Les années passent. Gabriel s'imagine déjà en écrivain solitaire, voué à ces travaux secrets que d'aucuns laissent dormir dans un tiroir -comme une coupable liaison d'alcôve, qu'on aime pas révéler à son entourage, avec une femme de mauvaise vie-; à ces écrits que la famille retrouve au décès, couverts d'une fine poussière, avec un commentaire du genre: « on ne savait pas... c'est dommage...il n'écrivait pas si mal... » Oui, il n'écrivait pas si mal le pauvre Gabriel, pas mal du tout même, fût-ce au prix d'un travail semblable à celui du menuisier maniant son rabot et décidant de conserver ou d'éliminer telle fibre ou tel angle. Un premier roman naîtra. Un ami le lira qui l'encouragera à l'adresser à des maisons d'édition. Gabriel s'acquittera de la tâche sans entrain.
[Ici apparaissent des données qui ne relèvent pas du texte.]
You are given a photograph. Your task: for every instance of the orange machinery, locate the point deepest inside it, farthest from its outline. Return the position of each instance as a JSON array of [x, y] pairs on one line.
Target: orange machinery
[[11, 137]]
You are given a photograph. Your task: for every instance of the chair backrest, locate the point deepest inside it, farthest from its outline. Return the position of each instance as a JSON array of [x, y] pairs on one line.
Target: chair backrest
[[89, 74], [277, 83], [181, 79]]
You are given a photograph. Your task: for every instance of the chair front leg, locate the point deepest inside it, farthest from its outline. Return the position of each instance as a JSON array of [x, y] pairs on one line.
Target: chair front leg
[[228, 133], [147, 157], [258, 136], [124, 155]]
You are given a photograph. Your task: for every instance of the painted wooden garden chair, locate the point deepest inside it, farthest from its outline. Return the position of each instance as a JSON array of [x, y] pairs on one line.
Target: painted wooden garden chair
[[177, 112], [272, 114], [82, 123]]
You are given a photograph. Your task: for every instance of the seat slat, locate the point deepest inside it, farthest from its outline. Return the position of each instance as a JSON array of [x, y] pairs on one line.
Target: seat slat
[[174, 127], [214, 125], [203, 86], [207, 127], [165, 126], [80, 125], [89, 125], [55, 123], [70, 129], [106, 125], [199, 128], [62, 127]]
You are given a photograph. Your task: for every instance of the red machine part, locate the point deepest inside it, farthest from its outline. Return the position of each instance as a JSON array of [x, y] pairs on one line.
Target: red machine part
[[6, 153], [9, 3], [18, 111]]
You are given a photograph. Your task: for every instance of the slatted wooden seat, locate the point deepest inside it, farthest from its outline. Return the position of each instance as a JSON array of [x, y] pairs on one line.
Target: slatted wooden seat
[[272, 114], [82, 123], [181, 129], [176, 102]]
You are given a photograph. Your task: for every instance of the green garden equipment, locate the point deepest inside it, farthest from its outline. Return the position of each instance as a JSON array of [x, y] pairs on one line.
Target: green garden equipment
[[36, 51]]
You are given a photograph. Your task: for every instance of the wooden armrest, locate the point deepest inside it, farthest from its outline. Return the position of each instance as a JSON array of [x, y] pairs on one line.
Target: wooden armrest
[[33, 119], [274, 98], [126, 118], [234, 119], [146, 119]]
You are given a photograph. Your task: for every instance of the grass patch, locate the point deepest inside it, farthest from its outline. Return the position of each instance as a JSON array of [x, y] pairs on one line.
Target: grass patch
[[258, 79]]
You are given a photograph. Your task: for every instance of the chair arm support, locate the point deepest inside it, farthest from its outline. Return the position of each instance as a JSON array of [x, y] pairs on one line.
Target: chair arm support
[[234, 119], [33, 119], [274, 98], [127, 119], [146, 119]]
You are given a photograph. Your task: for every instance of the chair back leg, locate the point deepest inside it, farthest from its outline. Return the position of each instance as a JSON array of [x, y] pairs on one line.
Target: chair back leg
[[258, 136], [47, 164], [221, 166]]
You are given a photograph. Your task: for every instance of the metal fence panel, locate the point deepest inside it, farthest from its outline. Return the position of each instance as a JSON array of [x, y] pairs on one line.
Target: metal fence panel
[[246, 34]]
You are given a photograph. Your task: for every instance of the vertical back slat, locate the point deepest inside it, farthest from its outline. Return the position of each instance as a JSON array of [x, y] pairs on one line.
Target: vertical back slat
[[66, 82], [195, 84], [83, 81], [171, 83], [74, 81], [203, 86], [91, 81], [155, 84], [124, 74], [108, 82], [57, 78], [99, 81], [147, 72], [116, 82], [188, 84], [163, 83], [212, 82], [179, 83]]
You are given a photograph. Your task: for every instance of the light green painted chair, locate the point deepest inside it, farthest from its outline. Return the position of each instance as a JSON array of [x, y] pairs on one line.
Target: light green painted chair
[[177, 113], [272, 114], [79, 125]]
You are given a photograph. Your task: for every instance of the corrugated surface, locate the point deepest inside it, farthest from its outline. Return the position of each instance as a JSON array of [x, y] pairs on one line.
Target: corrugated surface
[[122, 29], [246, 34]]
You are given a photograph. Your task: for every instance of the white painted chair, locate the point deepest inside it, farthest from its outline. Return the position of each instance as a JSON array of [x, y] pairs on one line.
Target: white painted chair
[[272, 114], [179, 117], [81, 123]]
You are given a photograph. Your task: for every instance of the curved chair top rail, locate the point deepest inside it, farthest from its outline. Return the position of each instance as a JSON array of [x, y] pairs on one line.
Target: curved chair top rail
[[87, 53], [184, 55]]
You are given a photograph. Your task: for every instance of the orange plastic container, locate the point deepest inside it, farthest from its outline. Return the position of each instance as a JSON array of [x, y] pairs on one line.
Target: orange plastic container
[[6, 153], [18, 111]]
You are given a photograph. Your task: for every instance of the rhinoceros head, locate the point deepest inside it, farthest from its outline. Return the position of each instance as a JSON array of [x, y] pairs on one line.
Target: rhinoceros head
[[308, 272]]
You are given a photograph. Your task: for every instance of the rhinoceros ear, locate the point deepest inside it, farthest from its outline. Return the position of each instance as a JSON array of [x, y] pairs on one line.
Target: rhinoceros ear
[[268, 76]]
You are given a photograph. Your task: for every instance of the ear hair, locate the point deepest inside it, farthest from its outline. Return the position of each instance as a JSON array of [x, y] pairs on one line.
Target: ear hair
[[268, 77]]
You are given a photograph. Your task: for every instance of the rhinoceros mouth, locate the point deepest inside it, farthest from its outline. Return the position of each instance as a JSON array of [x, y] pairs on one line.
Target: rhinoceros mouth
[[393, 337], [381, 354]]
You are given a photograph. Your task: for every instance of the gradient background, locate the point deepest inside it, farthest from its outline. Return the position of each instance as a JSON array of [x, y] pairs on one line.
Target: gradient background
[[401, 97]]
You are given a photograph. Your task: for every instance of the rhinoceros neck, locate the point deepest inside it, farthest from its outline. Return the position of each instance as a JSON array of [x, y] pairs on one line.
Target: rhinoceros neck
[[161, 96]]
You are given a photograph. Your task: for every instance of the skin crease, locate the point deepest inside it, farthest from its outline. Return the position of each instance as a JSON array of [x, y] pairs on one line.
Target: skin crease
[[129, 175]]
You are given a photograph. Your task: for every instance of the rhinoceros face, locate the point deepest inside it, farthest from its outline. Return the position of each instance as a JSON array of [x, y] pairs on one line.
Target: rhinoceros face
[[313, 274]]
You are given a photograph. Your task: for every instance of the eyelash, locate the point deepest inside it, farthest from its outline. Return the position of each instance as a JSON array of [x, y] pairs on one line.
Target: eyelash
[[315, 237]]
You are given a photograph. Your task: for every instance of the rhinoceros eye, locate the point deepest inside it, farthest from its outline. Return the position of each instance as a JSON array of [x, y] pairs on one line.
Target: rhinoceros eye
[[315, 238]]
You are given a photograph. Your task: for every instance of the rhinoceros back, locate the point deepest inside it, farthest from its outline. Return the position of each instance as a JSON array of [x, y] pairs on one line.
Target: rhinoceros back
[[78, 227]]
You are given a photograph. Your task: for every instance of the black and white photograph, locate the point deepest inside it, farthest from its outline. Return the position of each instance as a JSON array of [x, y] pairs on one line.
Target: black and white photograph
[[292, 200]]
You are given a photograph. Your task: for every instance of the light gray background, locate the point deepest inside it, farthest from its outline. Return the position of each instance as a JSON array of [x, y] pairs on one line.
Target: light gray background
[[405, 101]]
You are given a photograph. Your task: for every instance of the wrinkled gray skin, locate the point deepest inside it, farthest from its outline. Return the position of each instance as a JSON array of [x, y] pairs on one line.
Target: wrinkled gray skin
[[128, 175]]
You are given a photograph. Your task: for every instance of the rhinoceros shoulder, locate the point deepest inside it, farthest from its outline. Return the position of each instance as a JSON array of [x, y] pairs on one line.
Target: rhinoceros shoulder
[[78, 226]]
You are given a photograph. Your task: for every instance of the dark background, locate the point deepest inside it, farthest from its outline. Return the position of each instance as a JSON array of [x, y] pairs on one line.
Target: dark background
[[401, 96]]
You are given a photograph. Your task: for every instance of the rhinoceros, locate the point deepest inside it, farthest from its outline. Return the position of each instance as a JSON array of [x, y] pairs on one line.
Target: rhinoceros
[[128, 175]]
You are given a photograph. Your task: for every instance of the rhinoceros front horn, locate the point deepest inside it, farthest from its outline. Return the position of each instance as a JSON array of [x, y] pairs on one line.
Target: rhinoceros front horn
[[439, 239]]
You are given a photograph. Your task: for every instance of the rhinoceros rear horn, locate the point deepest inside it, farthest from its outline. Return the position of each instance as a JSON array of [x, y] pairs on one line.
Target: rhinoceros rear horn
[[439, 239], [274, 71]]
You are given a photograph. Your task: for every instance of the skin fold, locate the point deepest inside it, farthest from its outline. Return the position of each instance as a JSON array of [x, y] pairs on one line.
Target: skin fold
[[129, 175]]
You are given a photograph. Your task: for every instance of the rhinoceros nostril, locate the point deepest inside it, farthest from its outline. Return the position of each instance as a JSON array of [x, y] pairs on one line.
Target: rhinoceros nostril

Un jour, il reçoit un appel, son livre est « pris ». O bonheur! Le roman connait le succès. D'autres suivront, toujours plus appréciés par la critique. Un prix littéraire le fera connaître du grand public. Désormais, derrière les journaux et magazines, Gabriel cache un carton rempli de livres. Les siens. Il les propose aux habitués du kiosque, ceux du moins qui connaissent sa double vie

Un inconnu, après avoir acheté son journal, le questionne:

-Au fait, vous n'auriez pas par hasard le dernier prix de X? Il paraît que c'est formidable...il doit avoir un sacré talent ce type-là...dommage que je ne puisse pas lui demander une dédicace.

- Oui, je dois l'avoir.

Et Gabriel de sortir le livre de son carton. L'inconnu paie et s'en va sans même l'avoir regardé. Gabriel va chercher son café et fait sa pause. Après, il lui faudra ficeler les invendus de la veille. Il aime, le matin, les « Allez, bonne journée! » des clients pressés, l'odeur de l'encre des journaux et, en hiver, ses mitaines qui le protègent du froid. Il gardera pour l'après midi la recherche des mots, le cisellement des phrases et l'invention des intrigues. L'inverse eût été préférable, car il est plus inspiré au lever du jour, quand tout semble possible, y compris le rachat des êtres humains par la seule panacée qui vaille, à savoir la magie des lettres. Quoi qu'il en soit, Gabriel restera un marchand de journaux écrivain.